しかし、アジアの人口は極めて複雑多岐にわたり、問題の所在を明らかにすることは容易ではない。世界で最大の人口を持つ中国、インドはそれぞれ12億、10億の巨大人口に達しているかと思えば、ブルネイのように30万しかない国もある。貧富の差も著しく、また多宗教、多民族、多言語の多文化地域である。
経済、社会、政治、文化のすべての側面において異なった国家、地域で構成されているアジアを共通の1つの座標軸で比較検討することは、不可能に近い。
私共の研究視点は、人口学的行動とよばれる出生、死亡、人口移動を共通の座標軸として捉えられるとの仮説の下に比較分析することである。どのような文化の社会においても、この3つの行動は共通に見られる現象であり、それは異なった文化を吸収した結果としての行動であるとの前提にもとづいている。さらに、人口静態としての年齢構造、性別構造、特にこれに関連して女性問題についての分析を行った。
しかし、アジアのすべての国の人口現象を比較分析することは容易ではなく、資料集となってしまう。その場合においても何らかの方法で、傾向と特徴を抽出しなければならない。ここでは2つの方法をとった。第1は、アジアを4つの地理的区分によって人口現象を比較分析してアジア的特徴を考察してみることである。第2は主観的ではあるが、人口
現象の際立った国々について、当該国の専門家に分析を依頼し、その結果を総合的に考察することである。更に、本調査研究では人口現象に対する国の政策としての人口政策に焦点をしぼったことが特徴である。
第二次大戦後における人口増加は、特に途上国において歴史的に異例な高水準に達し、経済、社会の発展を阻害する要因として認識されるに至り、政府の重大な政策として人口政策が定着するに至っている。先進諸国では日本を含めて、置換水準を割る少子化傾向、そしてその結果としての高齢化問題が政府の重大関心事となってきた。
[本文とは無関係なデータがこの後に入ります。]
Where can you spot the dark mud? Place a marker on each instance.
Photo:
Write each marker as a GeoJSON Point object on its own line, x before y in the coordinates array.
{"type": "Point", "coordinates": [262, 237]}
他方、開発途上国においては著しい人口増加、その要因としての高出生力が中心課題であった。先進国と途上国とでは全く相反する人口問題を抱えている。
しかし、アジアの多くの諸国では出生力抑制に成功し始めており、一部の国ではTFRが先進国と同様な置換水準以下の低出生力を実現し、同時に高齢化問題に関心を高め始めている。
先進国と途上国は人口転換においても全く異なった過程によって解決されてきたのが、社会経済発展の連続性という共通の論理で解決される可能性も現れ始めたと思われる。人口転換という社会発展の理論上の問題としてのみならず、現実の政策論としても重大な意義と影響を持っている。
各国の専門家による人口政策分析は、私共の予想した以上の新事実を明らかにした優れた論文となっている。
結論
人口政策と経済的、社会的発展との関係について各国とも極めて深い理解と関心を持っていることが明らかになった。しかも、途上国における人口政策の効果が顕著に現れていることから、国の人口政策の欠如ないしは人口コントロールに対し批判的関心を持っていた先進諸国のケースとは全く違った、新しい変化が生じていることも明らかになった。
特に注目すべき傾向は、家族計画政策の成果に対応して人口政策の新しい方向を模索し始めたという点である。例えば、シンガポールでは1987年にTFRは置換水準をはるかに下回る1.4という先進国でも著しく低いグループの水準に低下し、1987年に出生力回復のための積極的な新人口政策に転換した。韓国では1985年以降、置換え水準以下の出生力となり、1990年代に家族計画への支援を廃止した。マレーシアでは家族計画の焦点を人間開発中心の方向へ転換した。フィリピンにおいても、出生力水準がアセアン諸国の中で依然として高水準ではあるものの、単なる人口コントロールとしての家族計画ではなく、資源、経済とのバランスの中で管理していけるような「新しい人口政策」を模索している。
死亡率の改善は、それ自体人間の保健、福祉政策の対象ではあるが、同時に人口転換や人口増加率の決定要因として人口政策の対象課題である。それぞれの研究対象国においても著しい成果が見られる。シンガポールの乳児死亡率では日本と同水準の4(出生千に対し)という顕著な成果を示している。
人口移動についても各国とも関心を示している。国内移動では農村から都市への移動、また国によっては海外への移出民や外国からの移入民に重大な関心を示している。
しかし、特に人口政策の観点から最も厳しい領域は出生力であり、かつ国際的動向の中でのアジアの出生力の傾向と政策は、人口の地球規模的課題の焦点であるだけに今後も各国と共同研究を進めていく必要がある。日本の少子化の動向や対策との関連においても注目を要する重要な人口情報である。